Harrison stiffened. "Heavy?"

"Like you're carrying a weight you can't put down," Clark said. He looked sheepish, rubbing the back of his neck. "Sorry. That was intrusive. I just... I get a feeling about people. A vibe. Sometimes... sometimes it feels like a void. Like you're absorbing the light around you."

Harrison looked at him sharply. A void. That was new.

"We all carry things, Clark," Harrison said softly, looking out at the water to hide the tremor of unease in his eyes. "Some of us just have heavier ghosts."

He thought of the Resurrection Stone. He thought of the faces of the dead. He thought of Lex, terrified and desperate, burning the world to save him.

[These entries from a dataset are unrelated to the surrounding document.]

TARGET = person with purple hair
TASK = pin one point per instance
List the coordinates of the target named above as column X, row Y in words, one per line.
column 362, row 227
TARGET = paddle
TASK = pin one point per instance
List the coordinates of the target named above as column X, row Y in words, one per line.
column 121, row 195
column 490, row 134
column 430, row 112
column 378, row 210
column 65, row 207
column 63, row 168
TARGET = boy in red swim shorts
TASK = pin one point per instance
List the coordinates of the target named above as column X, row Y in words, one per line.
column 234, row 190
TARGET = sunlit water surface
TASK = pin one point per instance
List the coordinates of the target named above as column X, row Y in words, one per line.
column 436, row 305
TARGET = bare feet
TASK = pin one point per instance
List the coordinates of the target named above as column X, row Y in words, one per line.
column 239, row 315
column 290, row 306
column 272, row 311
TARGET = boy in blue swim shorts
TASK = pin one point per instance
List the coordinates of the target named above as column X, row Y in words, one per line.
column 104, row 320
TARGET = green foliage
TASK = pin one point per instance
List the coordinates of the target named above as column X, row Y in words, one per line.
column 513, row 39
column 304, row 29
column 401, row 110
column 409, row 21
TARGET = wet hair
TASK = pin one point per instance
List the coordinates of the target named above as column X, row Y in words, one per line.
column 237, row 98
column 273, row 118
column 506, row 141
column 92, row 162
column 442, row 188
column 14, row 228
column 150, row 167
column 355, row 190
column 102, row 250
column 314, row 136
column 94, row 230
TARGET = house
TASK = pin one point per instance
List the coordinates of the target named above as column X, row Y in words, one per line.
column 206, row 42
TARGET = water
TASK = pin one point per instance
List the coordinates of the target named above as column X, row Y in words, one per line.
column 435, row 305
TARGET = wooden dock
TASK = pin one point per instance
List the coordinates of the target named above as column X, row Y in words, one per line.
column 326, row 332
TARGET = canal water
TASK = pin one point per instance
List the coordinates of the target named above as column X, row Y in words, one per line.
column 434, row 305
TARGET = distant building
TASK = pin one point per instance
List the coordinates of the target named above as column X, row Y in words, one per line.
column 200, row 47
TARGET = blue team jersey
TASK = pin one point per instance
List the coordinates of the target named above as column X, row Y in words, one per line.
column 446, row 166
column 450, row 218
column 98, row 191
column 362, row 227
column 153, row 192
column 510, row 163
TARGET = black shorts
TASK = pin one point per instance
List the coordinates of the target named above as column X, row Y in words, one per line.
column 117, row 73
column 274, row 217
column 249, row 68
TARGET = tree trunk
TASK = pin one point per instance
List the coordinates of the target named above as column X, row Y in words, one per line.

"True," Clark said. He finished stacking his papers. He didn't get up. He just sat there, a solid presence in a chaotic world. "But sometimes it helps to have someone sit on the bench with you for a minute. Share the weight."

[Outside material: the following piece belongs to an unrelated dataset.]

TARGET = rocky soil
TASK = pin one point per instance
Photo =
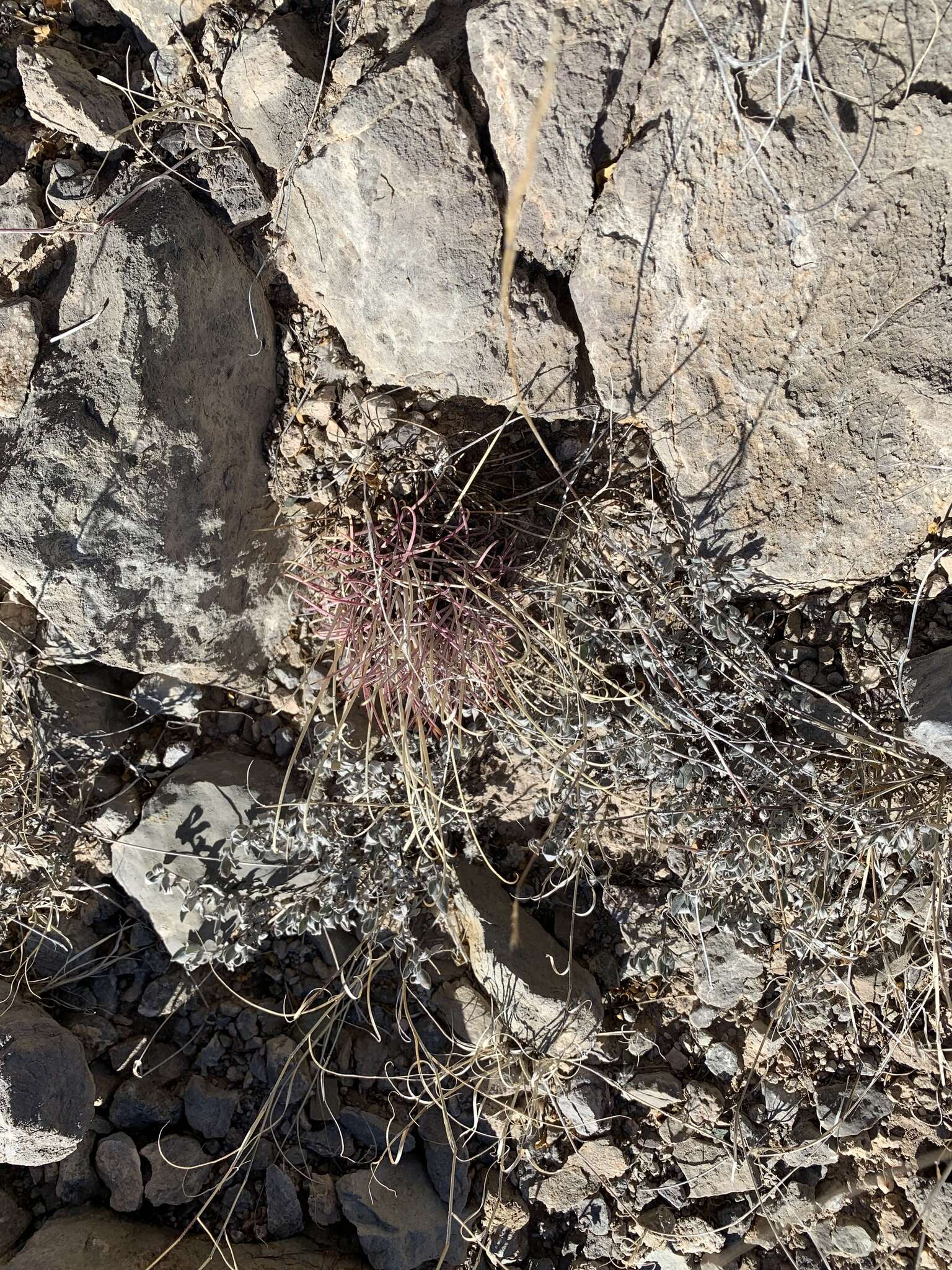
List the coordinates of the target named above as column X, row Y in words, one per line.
column 475, row 634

Harrison looked at him. He felt a lump in his throat.

"Yeah," Harrison whispered, leaning almost imperceptibly closer to the warmth. "Maybe it does."

A sharp whistle cut through the air. Mercy.

The spell broke. The reality of his cage came rushing back. The vitals monitor beeped once, a warning.

"I have to go," Harrison said, standing up. The pain returned—a dull ache creeping back into his joints—but the memory of the relief was still there, buzzing under his skin.

"Will you be here again?" Clark asked. He looked hopeful.

Harrison hesitated. He should say no. He should protect this radiant creature from the darkness of the Luthor name.

But he remembered Tom. He remembered the coldness. And looking at Clark, he felt something he hadn't felt in two lifetimes.

He felt safe.

"Maybe," Harrison said, a small, genuine smile touching his lips. "If the wind behaves."

He walked away, feeling Clark’s eyes on his back—a warm, watchful weight. And somewhere deeper in the shadows of the park, he felt another gaze. Something colder. Something calculating.

As he reached the car, Mercy opened the door. She looked at her tablet, her brow furrowed. "Vitals stabilized," she muttered, sounding confused. "Heart rate dropped. Cortisol levels bottomed out. The 'Echo' interference pattern... it almost flatlined. It's like your cells just... stopped fighting."

Harrison slid into the leather seat, leaning his head back against the cool headrest. He closed his eyes.

"I found a quiet spot, Mercy," Harrison whispered, clutching the memory of that warmth to his chest like a new stone. "I just found a quiet spot."